Image by: 401(K)2013
By Michael Sterling
When a company is biting off more than they can chew, there’s a likely chance their future lies in the gutter. Most of the time, business owners try to be innovative and jump too early into important decisions and promises to customers that they can’t afford yet. Depending on the kind of service these companies give, it can be quite transparent how the money is going to return.
Money has an international language. The rules are always the same, if you don’t have more inflow coming in than outflow going out, it’s just a matter of time before you land face first in a pile of your own debt. When asking yourself about stock market returns, the answer can be simple. Look at where the money is going!
Look At The Net Income
Every public company is required to put out a statement which is their revenue, minus all their expenses – like salaries, taxes, shipment costs, etc – and once it is all taken out, the number left over is the profit, or Net Income. Obviously, investors love to see companies that have a consistent profit.
Naturally when a company is producing a great Net Income, the stock prices are going to rise and the shares will be worth more. Most start up companies have a lot of debt to pay off and often spend more money than is coming in, making their cost exceed the revenue – when this happens, they have No Net Income. This can happen in a very slow or fast process.
An example of this is Amazon. Their net income fell in this first quarter, despite the revenue rising 22%. Last year their revenue was $13.19 billion, this year it rose to $16.07 billion. Now look at their net income which was $130 million last year; this year it was 37% lower at $82 million, going from 28 cents per share to 18 cents. This is bad for the shareholders.
Due to the fact that Amazon had been so dedicated to costumer satisfaction this past year with shipping orders, rights to digital content, taxes, distribution, and manufacturing, they took away more money from the revenue. Although this could be good for the customer, it’s not good for the shareholders. The idea is to make money.
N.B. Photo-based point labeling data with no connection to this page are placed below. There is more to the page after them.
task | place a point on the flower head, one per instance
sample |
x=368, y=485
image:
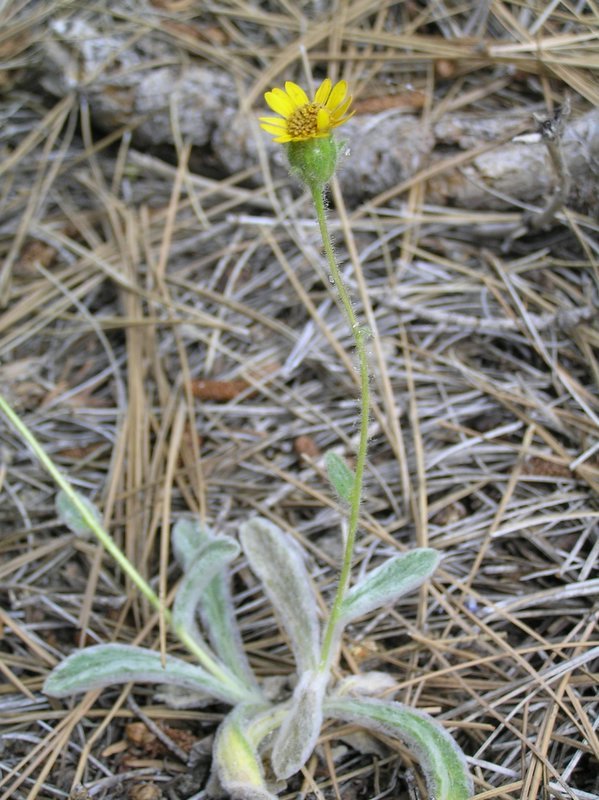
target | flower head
x=301, y=119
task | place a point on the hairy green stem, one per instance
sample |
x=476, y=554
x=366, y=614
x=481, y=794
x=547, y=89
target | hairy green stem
x=359, y=335
x=204, y=657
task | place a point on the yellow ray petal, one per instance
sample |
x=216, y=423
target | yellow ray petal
x=279, y=102
x=323, y=120
x=323, y=92
x=337, y=95
x=296, y=93
x=340, y=110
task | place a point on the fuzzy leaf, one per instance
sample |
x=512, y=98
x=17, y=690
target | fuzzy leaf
x=218, y=617
x=200, y=571
x=300, y=730
x=385, y=584
x=236, y=758
x=105, y=665
x=187, y=539
x=442, y=762
x=340, y=475
x=216, y=607
x=277, y=561
x=70, y=516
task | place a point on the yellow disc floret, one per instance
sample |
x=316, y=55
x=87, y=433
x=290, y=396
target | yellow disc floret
x=301, y=119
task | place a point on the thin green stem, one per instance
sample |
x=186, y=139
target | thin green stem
x=204, y=657
x=356, y=496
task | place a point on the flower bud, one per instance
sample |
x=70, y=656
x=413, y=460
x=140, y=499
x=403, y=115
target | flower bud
x=314, y=161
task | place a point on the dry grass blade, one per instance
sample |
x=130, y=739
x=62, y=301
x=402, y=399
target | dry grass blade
x=168, y=332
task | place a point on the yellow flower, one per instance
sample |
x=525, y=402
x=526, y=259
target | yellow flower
x=302, y=119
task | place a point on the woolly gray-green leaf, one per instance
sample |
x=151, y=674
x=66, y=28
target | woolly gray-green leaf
x=218, y=617
x=340, y=475
x=71, y=517
x=277, y=561
x=385, y=584
x=105, y=665
x=216, y=554
x=300, y=730
x=216, y=608
x=442, y=762
x=236, y=758
x=187, y=539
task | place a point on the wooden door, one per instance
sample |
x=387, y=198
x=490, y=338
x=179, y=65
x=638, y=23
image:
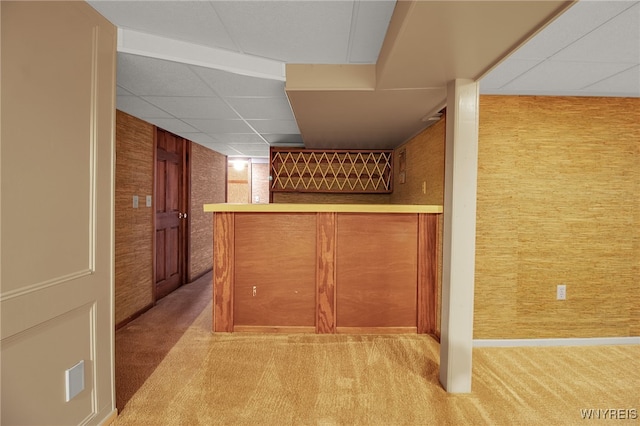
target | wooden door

Just because a company is giant, doesn’t mean they are going to make you money in the stock market. A lot of these companies don’t know how to spend their money – they focus on trying to “stay afloat” that they can often forget where their assets lie. Do some research on the company and what they tell their customers.
The bigger the size of their clientele, the more they have to spend to satisfy all their needs. If they are promising unsatisfied customers their money back, this can be a factor in their net. Customer service is always top priority in companies. It’s what keeps them coming back – and when you own a piece of their company, you should care too.
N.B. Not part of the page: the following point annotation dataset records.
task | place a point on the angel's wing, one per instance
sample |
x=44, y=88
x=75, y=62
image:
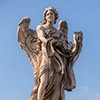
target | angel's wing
x=62, y=25
x=29, y=42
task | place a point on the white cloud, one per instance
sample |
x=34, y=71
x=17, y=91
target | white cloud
x=84, y=89
x=98, y=96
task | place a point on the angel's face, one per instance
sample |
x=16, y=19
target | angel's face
x=50, y=16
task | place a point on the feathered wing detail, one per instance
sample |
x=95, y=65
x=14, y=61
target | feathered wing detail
x=29, y=42
x=71, y=82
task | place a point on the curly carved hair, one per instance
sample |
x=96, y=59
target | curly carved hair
x=51, y=9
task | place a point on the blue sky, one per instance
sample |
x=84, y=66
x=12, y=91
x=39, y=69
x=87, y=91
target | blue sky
x=16, y=75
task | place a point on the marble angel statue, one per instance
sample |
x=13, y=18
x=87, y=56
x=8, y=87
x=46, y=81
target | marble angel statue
x=51, y=54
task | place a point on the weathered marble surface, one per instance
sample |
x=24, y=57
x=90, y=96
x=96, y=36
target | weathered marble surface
x=51, y=54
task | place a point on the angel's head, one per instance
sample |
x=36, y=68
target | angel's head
x=50, y=13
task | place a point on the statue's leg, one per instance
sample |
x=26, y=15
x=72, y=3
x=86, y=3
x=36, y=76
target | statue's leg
x=42, y=85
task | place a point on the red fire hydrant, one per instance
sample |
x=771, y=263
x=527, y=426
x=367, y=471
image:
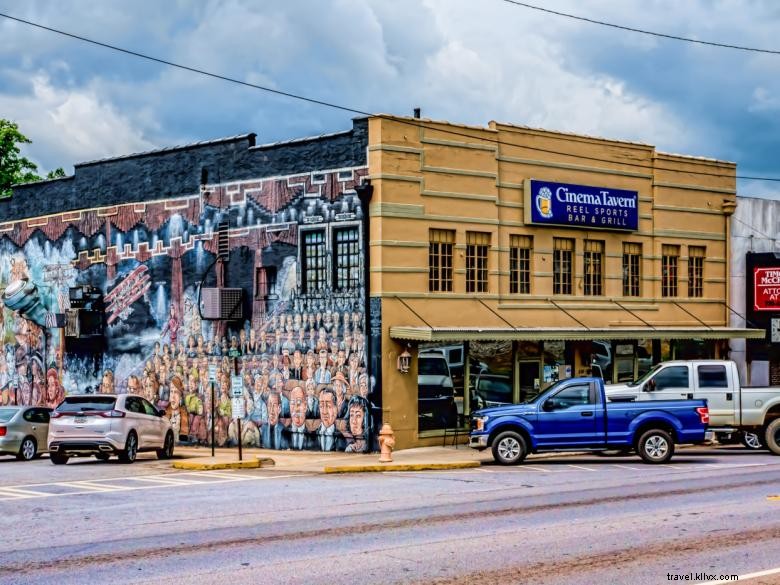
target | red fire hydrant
x=386, y=443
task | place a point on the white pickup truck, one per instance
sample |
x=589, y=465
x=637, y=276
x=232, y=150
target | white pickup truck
x=751, y=413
However, to make money in the stock market you need to investigate whether the company is spending too much money on making their clients happy, advertising for new markets, or promises that they can’t keep – basically, spending their money with not much returns. Think of the financial outcome ahead of time.
Dont Get Ahead Of Yourself
Don’t assume in January that a company is going to rise or fall – it’s too soon to tell. Short term estimations are much more accurate. Companies can turn around very quickly with the smallest of budget cuts. Another important thing to do is not to compare companies with other companies. Every business is different and do not share the same fate.
Most stock market forecasters that give their two cents about which companies will thrive and fall are most often wrong. Think about where your money is going – take it in your own hands. It’s not rocket science to consider the simple mathematics of it all, and I realize that other factors are involved in stock market returns, but with this logic of thinking it makes it more easy to have a reason behind your decision instead of listening to what forecasters have to say.